Another result which the French had not foreseen arose from the distribution of the looted millions. No doubt a great part of them reached the Directory; but Berthier, his Generals and the Commissioners retained great fortunes for themselves, whereas the junior officers and troops were given little or nothing. Resentment at having done the work while their superiors strutted about smothered in stolen jewels led to serious unrest in the Army.

Berthier, sensing trouble from the petitions presented by his ill-paid, half-starved troops, promptly retired to the Cisalpine, leaving General Masséna in command in Rome. No sooner had Berthier departed than a mutiny broke out.

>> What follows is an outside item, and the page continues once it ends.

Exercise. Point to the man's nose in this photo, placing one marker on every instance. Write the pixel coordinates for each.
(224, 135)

During the Italian campaign Masséna had shown himself to be one of Bonaparte's most able Generals, but his courage in the face of troops refusing to obey orders did not equal that he had displayed on the battlefield. He, too, promptly left Rome, handing over his Command to an unfortunate junior General named Dallemagne. Upon this the workers of Rome, by then disillusioned about the benefits of ‘Liberty' as brought to them by the French, rose in revolt and attempted to drive the French Army from the city.

In northern Italy the indignation at the behaviour of the French in Rome was intense, and the Councils of the Cisalpine Republic refused to ratify a treaty that their envoy had been bullied into signing in Paris. By this treaty they would have had to support twenty-five thousand French troops, make a big contribution to the French war loan and virtually bind themselves to France as a satellite. All classes
were now regretting bitterly that they had thrown off the light yoke of Austria to replace it with a tyranny that respected neither God, honour, property nor morals, and the people were ripe for an attempt to drive out the French. On March 20th Berthier's troops purged the Councils, forced their rump to sign the treaty and overawed the populace with their cannon. Thus the Cisalpine Republic was robbed of the independence guaranteed it by the Treaty of Campo Formio; but it remained a cauldron seething with unrest.